CBC and Obama Make Up, for Now

The White House and the Congressional Black Caucus circled the wagons Thursday after a series of leaks and public statements exposed a deep divide between several black lawmakers and the Obama administration over the diversity of president’s federal judicial nominees.

Although the White House rightly argues that President Obama has put forward more women and as many African-American nominees than any president in history, black lawmakers, including iconic civil-rights leader Rep. John Lewis (D-Ga.), have criticized the White House for failing to propose enough minority judges that reflect individual states’ black populations, especially in the Deep South.

During a December press conference at Atlanta’s historic Ebenezer Baptist Church, Lewis and others singled out two white Obama nominees for Georgia, one of whom once advocated for the state’s restrictive voter-ID law and the other who voted to keep the Confederate emblem on the Georgia state flag. For months, other black lawmakers have complained to the White House about federal court vacancies in Florida, Alabama, North Carolina, and Alabama.

Last week, The Daily Beast obtained a letter signed by 41 members of the CBC warning that the administration is overseeing a federal bench in some states with “an inexcusable and unjustifiable lack of racial diversity that must be addressed.”

The most recent public rift began Wednesday, when the White House dispatched senior aide Valerie Jarrett and senior members of the White House Counsel’s Office to meet privately with top CBC members about nominations and other issues.

During the meeting, lawmakers said they expressed concern not only about the White House’s nominees, but also what they have seen as a lack of effort to get around Republican senators, who have held up, and in some cases completely blocked, candidates the CBC said were well qualified black Americans. An arcane Senate tradition known as “blue slipping” allows any individual senator to block a president’s judicial picks in their home states. Republican senators have blocked a number of the president’s picks since he took office, including minority nominees.

A White House official told The Daily Beast Wednesday’s meeting was “very positive,” while CBC Chairwoman Marcia Fudge said Jarrett had “assuaged” members’ concerns over what they see as a lack of diversity in some states. Rep. Eleanor Holmes Norton (D-DC) called it “a candid exchange.”

“During the meeting, we reiterated what we have always said—our focus has never been on the administration alone,” Holmes Norton said, adding that she is holding Republicans senators “equally responsible if African Americans the administration desires cannot be nominated or are nominated by the administration and are then unfairly held up with use of the blue-slip system.”

But some CBC members who attended a later meeting with Jarrett said they remained unsatisfied. “I asked her specifically that they should be [withdrawn]. She just didn’t say anything,” Georgia Rep. David Scott told The Hill about his conversation with Jarrett. “Do you think George Bush would have been able to do this, or any white president would have been able to do this? No.”
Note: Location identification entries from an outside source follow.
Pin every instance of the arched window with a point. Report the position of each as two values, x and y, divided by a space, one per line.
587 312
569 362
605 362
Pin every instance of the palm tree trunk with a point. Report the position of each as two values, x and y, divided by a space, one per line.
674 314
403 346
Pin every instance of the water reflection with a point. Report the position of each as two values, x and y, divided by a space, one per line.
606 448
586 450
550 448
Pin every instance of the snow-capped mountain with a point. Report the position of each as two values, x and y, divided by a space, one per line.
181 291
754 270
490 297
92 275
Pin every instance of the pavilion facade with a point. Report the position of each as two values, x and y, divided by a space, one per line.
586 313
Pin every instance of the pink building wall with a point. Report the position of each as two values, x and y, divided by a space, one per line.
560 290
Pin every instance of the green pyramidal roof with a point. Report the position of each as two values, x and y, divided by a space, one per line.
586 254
When The Hill ran that the story on its front page Thursday morning with the headline, “Feud escalates between Obama, black lawmakers” (which hit the Drudge Report hours later), a furious Rep. Fudge fired off an unusually aggressive statement ripping The Hill for what she called “dishonest and misleading” coverage and insisting that no feud exists.

Fudge’s pushback followed a series of recent White House efforts to defend the president’s record on judicial nominees and a softening the caucus’s criticism of him, including canceling a CBC press conference originally planned to press the president on his nominations.

Earlier in the week, the White House also launched a new section of its website to highlight the diversity of Obama’s judicial nominees. On Wednesday, President Obama announced five new federal nominees, including two women, a Latino, and Darrin Gayles, a Florida state judge who would be the first openly gay, black federal judge in the country if he were to be confirmed.

But the biggest test for the president will be the two vacancies on the federal bench in Alabama, where one of the 14 judgeships is held by a black jurist and CBC members have told the president that history has presented him with a “unique opportunity” to craft a federal judiciary that reflects the state’s diverse population. According to Senate tradition, Alabama’s two Republican senators will have to agree to any Obama nominee for the positions.